Closed planb788 closed 1 month ago
Hi @planb788, Thank you for your attention to our TAPTR and your kind supplement of environment requirements. Recently I've been busy with another work and can not solve these issues immediately. But I have an idea to reduce the memory usage, and you can have a try by yourself:
In the forward function of TAPTR:https://github.com/IDEA-Research/TAPTR/blob/503a3339eb560408dca753241750561b9c3b8bd0/models/dino/taptr.py#L353 we process all of the images at first and store the resulting feature maps in GPU memory. You can make some changes here to obtain the feature map of one frame only when tracking points on this frame, and delete the feature map after using it.
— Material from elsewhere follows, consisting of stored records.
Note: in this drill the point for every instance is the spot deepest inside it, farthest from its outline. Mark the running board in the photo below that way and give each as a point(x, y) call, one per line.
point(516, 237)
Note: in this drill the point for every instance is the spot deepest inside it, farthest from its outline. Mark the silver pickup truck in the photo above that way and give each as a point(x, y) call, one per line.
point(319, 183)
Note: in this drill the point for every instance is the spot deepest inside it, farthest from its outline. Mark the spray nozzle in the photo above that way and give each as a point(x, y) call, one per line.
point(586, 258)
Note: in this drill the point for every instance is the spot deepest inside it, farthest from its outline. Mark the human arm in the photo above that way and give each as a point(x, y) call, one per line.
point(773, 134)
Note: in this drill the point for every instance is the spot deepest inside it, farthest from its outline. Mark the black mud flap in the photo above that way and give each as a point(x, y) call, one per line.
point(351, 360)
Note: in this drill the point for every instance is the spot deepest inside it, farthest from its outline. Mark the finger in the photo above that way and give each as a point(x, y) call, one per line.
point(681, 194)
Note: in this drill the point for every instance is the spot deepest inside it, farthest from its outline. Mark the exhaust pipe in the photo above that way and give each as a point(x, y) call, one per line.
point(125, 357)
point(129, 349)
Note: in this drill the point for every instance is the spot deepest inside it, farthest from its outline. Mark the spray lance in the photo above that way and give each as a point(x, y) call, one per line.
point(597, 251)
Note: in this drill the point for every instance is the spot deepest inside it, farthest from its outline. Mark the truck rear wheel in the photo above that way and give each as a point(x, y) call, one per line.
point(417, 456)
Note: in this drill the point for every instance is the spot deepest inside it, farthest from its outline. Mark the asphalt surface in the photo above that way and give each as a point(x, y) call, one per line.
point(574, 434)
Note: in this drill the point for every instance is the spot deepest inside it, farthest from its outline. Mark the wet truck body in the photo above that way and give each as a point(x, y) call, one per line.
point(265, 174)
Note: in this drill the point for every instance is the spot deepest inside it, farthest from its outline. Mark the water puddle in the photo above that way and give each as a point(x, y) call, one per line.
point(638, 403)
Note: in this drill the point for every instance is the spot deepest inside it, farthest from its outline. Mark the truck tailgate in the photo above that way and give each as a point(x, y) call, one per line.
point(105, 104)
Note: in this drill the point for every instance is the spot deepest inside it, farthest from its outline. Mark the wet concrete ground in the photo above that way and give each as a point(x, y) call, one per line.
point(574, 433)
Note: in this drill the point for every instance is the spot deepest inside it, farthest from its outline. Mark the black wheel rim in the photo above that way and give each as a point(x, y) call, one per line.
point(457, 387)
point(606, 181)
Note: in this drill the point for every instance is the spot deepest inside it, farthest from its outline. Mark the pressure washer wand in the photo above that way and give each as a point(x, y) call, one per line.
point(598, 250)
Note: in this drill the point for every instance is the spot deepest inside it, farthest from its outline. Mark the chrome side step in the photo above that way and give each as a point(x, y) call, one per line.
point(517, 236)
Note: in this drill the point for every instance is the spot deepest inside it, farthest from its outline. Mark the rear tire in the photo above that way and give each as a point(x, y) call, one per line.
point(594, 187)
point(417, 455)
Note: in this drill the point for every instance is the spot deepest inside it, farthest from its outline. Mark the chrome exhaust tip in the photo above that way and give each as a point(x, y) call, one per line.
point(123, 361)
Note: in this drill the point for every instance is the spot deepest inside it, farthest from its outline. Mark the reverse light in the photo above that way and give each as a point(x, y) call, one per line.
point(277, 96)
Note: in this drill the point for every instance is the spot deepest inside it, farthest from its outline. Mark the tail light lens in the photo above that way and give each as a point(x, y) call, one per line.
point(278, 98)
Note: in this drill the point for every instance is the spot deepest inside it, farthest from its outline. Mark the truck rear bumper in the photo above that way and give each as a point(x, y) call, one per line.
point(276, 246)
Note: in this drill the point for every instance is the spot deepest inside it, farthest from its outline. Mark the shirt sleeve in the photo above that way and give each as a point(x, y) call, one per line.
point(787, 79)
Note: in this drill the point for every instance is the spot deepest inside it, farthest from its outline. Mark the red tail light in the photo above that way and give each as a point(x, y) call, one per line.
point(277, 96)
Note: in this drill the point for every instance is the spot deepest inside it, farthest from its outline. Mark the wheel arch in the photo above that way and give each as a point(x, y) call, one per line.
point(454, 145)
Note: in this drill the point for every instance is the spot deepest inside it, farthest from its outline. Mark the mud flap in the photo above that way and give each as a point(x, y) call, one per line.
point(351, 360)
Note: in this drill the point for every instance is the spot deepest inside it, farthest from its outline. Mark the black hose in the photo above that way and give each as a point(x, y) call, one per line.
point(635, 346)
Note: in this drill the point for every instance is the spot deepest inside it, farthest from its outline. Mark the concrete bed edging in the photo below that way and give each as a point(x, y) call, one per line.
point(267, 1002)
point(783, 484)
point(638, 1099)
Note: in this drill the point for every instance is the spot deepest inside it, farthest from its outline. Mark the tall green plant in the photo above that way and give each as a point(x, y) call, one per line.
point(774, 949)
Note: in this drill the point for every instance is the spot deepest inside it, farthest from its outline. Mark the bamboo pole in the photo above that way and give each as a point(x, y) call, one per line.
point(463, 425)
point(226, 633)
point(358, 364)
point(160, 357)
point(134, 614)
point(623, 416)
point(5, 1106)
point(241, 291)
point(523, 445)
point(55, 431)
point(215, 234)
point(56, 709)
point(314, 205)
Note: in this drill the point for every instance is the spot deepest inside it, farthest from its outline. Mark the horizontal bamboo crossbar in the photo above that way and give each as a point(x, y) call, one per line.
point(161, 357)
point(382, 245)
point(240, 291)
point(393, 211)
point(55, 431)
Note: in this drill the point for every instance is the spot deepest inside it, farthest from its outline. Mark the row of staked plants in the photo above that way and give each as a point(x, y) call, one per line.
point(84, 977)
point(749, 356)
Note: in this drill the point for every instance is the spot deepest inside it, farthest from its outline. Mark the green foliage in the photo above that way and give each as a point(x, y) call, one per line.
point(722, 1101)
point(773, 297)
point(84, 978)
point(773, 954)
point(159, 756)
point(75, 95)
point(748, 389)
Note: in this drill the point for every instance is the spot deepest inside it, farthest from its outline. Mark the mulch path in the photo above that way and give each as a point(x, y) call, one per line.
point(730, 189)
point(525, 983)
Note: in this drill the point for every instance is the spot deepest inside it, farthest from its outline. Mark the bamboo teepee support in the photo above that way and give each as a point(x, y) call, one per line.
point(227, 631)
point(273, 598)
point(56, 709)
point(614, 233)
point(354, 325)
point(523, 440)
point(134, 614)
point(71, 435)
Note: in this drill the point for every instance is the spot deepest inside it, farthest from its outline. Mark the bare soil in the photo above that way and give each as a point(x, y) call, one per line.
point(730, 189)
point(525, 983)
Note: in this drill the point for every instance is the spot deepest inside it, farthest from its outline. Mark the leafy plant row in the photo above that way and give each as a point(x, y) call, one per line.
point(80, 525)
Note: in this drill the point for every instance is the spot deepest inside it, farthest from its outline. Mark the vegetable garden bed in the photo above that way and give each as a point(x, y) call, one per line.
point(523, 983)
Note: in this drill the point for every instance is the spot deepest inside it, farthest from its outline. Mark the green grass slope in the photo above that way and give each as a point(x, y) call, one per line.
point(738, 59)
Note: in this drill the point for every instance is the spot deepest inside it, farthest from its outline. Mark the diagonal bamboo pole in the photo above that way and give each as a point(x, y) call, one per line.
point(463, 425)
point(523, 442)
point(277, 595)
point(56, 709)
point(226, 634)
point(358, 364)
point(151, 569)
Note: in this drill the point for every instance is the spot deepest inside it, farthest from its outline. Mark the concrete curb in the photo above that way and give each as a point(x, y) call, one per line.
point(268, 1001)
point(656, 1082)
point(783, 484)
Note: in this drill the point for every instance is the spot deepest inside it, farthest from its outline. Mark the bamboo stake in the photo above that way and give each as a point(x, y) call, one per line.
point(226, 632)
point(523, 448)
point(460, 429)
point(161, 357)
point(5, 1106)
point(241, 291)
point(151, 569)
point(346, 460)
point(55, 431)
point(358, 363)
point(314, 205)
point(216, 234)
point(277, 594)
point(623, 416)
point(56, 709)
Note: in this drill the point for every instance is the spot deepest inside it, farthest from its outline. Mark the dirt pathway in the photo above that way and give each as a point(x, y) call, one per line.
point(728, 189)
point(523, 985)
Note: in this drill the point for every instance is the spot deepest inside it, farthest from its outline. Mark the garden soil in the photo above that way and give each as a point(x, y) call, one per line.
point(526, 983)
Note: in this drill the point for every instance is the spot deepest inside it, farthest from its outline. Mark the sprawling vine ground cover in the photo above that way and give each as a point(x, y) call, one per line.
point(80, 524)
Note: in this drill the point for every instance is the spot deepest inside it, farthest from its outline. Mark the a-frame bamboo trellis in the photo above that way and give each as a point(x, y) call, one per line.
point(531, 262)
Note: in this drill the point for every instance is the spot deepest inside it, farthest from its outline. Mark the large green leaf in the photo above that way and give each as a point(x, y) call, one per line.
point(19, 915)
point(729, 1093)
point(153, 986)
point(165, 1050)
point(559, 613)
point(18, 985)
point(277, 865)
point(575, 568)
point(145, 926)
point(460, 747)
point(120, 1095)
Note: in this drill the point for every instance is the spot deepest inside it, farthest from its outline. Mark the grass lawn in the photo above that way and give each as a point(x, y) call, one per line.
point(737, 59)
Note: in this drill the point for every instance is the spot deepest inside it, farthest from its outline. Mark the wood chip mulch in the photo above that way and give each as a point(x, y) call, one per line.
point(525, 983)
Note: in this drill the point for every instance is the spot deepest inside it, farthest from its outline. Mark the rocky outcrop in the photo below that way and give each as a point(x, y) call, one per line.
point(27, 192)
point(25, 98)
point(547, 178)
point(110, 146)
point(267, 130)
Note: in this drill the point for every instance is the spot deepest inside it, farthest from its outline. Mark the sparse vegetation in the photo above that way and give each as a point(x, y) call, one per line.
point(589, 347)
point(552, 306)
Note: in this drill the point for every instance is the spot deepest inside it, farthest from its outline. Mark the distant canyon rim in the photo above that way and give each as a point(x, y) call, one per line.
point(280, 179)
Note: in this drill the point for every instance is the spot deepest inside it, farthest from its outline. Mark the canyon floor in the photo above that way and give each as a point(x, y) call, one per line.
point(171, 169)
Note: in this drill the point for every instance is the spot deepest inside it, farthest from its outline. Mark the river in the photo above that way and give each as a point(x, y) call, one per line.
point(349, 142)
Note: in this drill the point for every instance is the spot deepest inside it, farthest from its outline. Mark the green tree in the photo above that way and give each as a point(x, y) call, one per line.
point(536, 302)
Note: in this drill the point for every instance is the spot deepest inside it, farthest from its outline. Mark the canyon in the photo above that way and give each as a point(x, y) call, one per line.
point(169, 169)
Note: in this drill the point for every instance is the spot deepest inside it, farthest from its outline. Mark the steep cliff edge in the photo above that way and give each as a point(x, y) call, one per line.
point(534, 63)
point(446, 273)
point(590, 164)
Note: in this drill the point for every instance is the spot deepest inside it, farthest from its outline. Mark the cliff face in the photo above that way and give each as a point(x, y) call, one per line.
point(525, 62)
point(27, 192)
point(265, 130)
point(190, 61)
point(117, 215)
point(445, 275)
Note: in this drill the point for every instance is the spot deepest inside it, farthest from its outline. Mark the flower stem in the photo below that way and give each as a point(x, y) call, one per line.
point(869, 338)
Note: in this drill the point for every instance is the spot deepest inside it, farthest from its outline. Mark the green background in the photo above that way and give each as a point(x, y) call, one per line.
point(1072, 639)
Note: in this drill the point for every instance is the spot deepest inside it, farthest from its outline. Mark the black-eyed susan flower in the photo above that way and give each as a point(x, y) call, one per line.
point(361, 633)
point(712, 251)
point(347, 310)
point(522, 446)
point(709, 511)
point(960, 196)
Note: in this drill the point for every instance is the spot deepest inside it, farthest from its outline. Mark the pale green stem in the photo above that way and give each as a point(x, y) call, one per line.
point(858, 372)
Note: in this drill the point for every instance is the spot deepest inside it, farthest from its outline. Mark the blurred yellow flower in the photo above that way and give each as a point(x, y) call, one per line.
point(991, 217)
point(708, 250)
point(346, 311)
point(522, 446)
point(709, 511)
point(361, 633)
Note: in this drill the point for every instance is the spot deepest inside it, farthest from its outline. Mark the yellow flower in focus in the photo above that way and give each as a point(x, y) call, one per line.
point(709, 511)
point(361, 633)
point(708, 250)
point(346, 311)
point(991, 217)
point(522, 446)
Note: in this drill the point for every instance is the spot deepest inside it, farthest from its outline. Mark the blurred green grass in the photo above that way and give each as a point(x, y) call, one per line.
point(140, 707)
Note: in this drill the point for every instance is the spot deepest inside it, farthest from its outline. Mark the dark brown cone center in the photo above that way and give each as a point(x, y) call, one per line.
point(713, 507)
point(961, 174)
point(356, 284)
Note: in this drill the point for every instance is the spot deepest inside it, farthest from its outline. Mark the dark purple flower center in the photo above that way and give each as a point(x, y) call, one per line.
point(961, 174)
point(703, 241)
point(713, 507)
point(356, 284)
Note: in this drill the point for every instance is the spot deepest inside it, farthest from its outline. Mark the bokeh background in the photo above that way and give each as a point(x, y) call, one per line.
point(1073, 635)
Hi, @planb788, I happened to have the same need this morning. I added a memory-efficient mode to TAPTR. By simply setting this flag to true, the memory requirement can be reduced to only 8GB. https://github.com/IDEA-Research/TAPTR/blob/0d3902db006ecc32f74cc42834af23d005068c07/models/dino/taptr.py#L116
I will close this issue, if you have any questions, feel free to reopen this issue.
Hi, @LHY-HongyangLi. Thank you for your outstanding work!
I’m curious—does memory_efficient_mode
impact the accuracy of your model? I noticed that the evaluation of tapvid_davis_first
with memory_efficient_mode
is slightly lower than co-tracker.
I look forward to your response!
It seems that it will indeed hurt the performance, but I have not figure out the reason. 🤕
After actual deployment and use, the GPU occupancy easily exceeds 20G, while the video length is only two to three seconds.